Are you BUYING or SELLING those "way-way-out-of-the-money "lottery ticket" puts?"

If the HFTs and ETFs amplify and accelerate and concentrate market moods and moves, do you want to try to beat the speed burners at their own game, or bet instead they will overshoot bigtime?

For most individual investors the flash crash was a non-event.  Most of the individual investors hurt by the flash crash were stop-loss holders (similar to OTM puts, at least in effect)  Most who made money "bought the dip" or had sold puts at 45 on PG.  I don't play that game either way, but both are playable

And one more, this of the "expected" variety.  Then I quit !
My working career included a stint of risk management.  Mostly theorizing potential "gotchas"  but covering all of risk management.
Boiled down, you create an "expected cost" which is more or less the integral of the product of cost-if-happens times the probability-of-happening.  If the expected cost is "large" you may try to reduce it with a "risk mitigation strategy"  which reduces either the probability or the cost (or both).  Then you calculate a new "what-if" expected cost.  If the delta significantly exceeds the cost of mitigation, you implement the mitigation program.  Else you don't.

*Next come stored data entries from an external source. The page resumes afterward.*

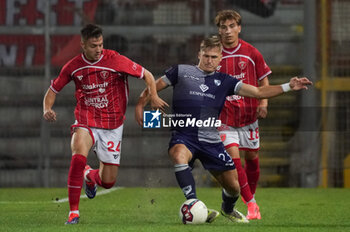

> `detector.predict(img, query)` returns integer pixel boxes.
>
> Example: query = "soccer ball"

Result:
[179,199,208,224]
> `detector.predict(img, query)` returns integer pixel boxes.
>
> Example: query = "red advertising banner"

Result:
[0,0,98,67]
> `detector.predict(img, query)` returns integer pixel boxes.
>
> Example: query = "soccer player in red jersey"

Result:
[215,10,271,220]
[43,24,167,224]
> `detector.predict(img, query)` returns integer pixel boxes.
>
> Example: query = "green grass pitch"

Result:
[0,187,349,232]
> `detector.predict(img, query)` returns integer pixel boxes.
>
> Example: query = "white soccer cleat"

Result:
[206,208,220,223]
[221,208,249,223]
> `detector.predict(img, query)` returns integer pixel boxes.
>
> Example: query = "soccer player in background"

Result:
[215,9,271,220]
[43,24,167,225]
[135,35,312,223]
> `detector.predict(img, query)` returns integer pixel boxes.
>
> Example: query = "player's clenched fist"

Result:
[43,109,57,122]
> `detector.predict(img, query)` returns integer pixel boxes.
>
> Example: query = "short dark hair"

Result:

I see the market as (always) having fairly significant risks --- and fairly significant opportunities.  I don't see HFT or ETF as significantly changing either.  The delta expected gain (loss) not great enough to justify distinct mitigation costs,  Except   --  I no longer ever use market orders, always limit orders.  Too easy for HFT to front run, and I believe that has happened to me on occasion.
As a very general statement, I don't hedge my bets.  If there's enough risk to warrant hedging, there's too much for me to be there at all.